We started the evening with a viewing of the NOVA special on dreaming, followed by a discussion of the contents. Several items interested the crowd particularly. One point involved the dreams of depressed people. According to the special, depressed people go right into REM in the first stages of sleep. This differs from the normal pattern of sleepers. I put together the below chart for the class I taught on dreams at Pacifica Graduate Institute. We’ve discussed these cycles before at Oneironauticum sessions.

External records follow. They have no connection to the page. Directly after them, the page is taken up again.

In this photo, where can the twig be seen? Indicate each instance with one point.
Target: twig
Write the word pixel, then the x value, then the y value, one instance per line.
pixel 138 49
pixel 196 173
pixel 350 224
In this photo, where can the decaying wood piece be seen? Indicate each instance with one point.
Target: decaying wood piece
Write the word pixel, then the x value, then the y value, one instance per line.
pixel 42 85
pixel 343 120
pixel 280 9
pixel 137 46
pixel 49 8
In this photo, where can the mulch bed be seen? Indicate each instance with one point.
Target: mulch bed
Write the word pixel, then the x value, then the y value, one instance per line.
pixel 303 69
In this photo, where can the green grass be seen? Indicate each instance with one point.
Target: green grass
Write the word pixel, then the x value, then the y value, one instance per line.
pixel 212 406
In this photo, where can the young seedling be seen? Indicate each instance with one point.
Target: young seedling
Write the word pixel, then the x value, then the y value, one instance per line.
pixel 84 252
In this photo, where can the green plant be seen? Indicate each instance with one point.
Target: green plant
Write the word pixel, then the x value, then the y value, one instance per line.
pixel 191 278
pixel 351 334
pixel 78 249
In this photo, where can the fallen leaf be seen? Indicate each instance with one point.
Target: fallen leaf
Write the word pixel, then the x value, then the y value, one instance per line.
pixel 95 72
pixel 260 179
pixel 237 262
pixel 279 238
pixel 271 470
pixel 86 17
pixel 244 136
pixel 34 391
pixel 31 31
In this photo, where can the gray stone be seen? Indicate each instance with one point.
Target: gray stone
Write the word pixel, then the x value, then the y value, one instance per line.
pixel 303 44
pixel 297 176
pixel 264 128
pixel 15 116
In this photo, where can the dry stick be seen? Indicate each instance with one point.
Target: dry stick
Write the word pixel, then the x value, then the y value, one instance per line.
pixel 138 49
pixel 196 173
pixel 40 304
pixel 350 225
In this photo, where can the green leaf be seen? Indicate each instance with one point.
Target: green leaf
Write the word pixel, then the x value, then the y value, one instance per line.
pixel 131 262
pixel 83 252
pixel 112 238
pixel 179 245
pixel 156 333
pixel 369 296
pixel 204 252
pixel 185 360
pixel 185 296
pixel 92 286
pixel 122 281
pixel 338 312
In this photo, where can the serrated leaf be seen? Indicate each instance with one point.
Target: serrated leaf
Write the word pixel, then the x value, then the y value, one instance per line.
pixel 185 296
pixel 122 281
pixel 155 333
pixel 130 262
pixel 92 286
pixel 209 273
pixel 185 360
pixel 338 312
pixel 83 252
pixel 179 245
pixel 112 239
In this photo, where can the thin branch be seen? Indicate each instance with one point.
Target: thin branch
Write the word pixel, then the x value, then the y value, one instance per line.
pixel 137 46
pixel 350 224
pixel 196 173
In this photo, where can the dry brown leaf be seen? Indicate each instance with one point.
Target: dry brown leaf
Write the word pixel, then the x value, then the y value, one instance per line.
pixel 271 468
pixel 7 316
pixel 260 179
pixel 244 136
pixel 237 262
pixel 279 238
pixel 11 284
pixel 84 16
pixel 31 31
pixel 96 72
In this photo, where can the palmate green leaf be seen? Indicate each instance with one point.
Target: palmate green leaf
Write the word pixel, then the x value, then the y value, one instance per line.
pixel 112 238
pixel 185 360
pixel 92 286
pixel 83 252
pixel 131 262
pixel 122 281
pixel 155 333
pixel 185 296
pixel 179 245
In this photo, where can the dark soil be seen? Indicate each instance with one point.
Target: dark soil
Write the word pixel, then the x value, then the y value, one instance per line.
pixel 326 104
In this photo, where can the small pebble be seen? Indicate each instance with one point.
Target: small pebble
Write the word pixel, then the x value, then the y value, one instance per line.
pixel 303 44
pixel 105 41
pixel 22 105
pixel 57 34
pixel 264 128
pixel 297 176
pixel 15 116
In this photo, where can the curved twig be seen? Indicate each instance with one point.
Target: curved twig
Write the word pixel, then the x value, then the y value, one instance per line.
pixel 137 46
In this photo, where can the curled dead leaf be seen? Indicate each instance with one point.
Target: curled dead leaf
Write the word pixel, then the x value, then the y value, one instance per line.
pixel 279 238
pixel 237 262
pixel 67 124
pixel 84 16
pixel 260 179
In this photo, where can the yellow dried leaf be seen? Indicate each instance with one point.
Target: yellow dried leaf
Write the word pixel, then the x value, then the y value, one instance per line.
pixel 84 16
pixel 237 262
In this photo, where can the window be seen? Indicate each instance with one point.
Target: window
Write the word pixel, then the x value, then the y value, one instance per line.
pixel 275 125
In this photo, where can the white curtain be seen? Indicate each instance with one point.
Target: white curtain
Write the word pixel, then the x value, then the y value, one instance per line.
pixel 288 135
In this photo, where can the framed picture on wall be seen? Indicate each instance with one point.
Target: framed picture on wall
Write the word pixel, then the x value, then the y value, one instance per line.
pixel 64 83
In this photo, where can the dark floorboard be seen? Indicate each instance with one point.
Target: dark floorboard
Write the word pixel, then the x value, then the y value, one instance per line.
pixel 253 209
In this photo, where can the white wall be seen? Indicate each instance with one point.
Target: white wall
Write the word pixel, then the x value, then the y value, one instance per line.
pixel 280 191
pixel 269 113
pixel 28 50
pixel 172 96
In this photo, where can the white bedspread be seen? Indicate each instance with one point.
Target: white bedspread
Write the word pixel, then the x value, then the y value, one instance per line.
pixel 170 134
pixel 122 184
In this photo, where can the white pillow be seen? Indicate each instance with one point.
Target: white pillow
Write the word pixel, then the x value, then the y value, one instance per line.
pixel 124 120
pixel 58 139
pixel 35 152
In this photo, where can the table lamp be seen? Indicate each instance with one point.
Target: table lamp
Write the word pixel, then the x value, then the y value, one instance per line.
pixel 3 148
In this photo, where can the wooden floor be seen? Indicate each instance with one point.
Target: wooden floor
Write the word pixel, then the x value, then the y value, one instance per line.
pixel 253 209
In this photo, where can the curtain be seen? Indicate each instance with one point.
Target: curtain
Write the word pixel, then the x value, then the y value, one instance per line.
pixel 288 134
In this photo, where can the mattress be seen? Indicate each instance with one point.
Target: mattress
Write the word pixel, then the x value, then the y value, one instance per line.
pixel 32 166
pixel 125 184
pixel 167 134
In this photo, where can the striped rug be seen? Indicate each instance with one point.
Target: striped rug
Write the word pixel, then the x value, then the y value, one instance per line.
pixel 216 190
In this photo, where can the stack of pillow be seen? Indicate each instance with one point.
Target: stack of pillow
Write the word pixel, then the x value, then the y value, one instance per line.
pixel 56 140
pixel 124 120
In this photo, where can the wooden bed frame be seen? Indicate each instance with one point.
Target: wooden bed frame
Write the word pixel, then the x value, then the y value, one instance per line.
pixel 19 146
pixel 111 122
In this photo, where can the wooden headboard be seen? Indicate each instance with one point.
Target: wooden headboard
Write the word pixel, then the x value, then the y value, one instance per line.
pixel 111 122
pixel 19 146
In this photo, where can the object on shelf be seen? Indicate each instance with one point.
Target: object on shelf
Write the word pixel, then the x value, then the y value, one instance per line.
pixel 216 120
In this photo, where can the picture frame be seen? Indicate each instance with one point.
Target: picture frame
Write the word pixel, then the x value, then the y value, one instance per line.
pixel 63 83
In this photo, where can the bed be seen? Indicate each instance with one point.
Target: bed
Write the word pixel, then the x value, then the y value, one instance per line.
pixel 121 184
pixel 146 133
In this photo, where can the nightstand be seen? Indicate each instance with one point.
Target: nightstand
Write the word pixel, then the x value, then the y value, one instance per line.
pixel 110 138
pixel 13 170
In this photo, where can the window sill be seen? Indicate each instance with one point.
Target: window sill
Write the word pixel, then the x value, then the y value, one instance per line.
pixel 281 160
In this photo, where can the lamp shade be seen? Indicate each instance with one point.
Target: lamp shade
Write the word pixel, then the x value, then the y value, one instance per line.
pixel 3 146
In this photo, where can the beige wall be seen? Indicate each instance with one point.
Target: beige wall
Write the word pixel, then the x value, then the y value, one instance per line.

We also know, from an interview with Elanor Rosch that we’ve discussed, that depressed people’s sleeping and dreaming brains function differently. Generally, for everyone, dreams in the early part of the night involve images and feelings etc. from the recent past, the day’s residue. During those early in the sleep cycle dreams, the are in the frontal lobes of the brain that are involved in logic and planning remain active (measured by blood flow and PET and fMRI scans). Later in the sleep cycle, the frontal part of the brain becomes inactive, and dreams begin to primarily involve other material, often with stranger, less normal content. But in depressed people, those frontal lobes stay active all night, the logic and planning parts of the brain keep buzzing along.
Oneironauticum participants talked about times in our lives when we’ve felt depressed, and about the higher percentage of unpleasant dreams, particularly anxiety dreams, we’ve experienced during those times.
Around midnight, we all took 50 mg of 5-HTP in tablet form (except for Nathan, who took 100 mg). Most of us chewed our tablets, a recommendation from a couple of the frequent 5-HTP users in the group.
In the morning, over brunch, we shared our dreams. Overall, we found the 5-HTP produced strong dreams, for many of us featuring vivid color. About half of us reported a series of short, intense dreams instead of long narrative ones. A few of us woke from and returned to the same dream several times, a quality that the frequent ingesters of 5-HTP claim is characteristic of the oneirogen. A couple people woke feeling that they had actually spoken out loud during a dream. Three participants reported feeling headachey and not well rested. As often happens, many of us also had dreams involving the actual space where we slept and other present dreamers.